I thought about starting during those two months, but I always found a reason not to (please refer to items A, B, and C from earlier). Finally, the other day, I decided to go. Honestly, it was mostly because I needed to be away from my house and unavailable for a while. And being outside this time of year is good for my soul, so I went.

I was immediately bad.

I expected, logically, to be bad. I am not coordinated, light on my toes, or any kind of athletic. After nine months of being pregnant (and a decade of being lazy), I am not in shape. I knew in my head I was not going to pick this up quickly.

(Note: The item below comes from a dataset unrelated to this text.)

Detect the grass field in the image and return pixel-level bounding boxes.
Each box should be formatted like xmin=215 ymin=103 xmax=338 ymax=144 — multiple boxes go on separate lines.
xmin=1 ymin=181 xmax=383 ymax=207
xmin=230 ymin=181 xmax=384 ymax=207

In my heart, though, I thought maybe I would.

I did not.

After spending ten minutes or so trying to figure out what to do with my feet and stopping every time someone walked by so I didn’t face plant in front of them, I finally googled “how to ride a longboard” and watched a Youtube video where a girl who looked much cooler than me told me the possible positions to put my feet in. Apparently, the style I ride in is called “goofy” which is honestly the most appropriate term for how I’m sure I look wobbling at 0.2mph in my big blue helmet (I’m still a mom, y’all. Safety first.).

You guys. Turns out, I love longboarding.

It took me several attempts, but I (almost) have the hang of it now. I can go without falling, push to continue moving, twist my feet in the correct position, and even glide back and forth to avoid obstacles on the sidewalk. I am still by no means what you would call “good,” but I am much better than when I started. And I am having a blast learning.

Every couple of days, when Sam gets off work, I leave the babies with him and go ride for an hour on a trail near my house. I put in my headphones, step on my board, and just forget about the responsibilities of life for a while. I’m positive that I look like a huge dork, but I do feel pretty cool, and that’s really what counts, right?

I guess it can be nice to learn something new.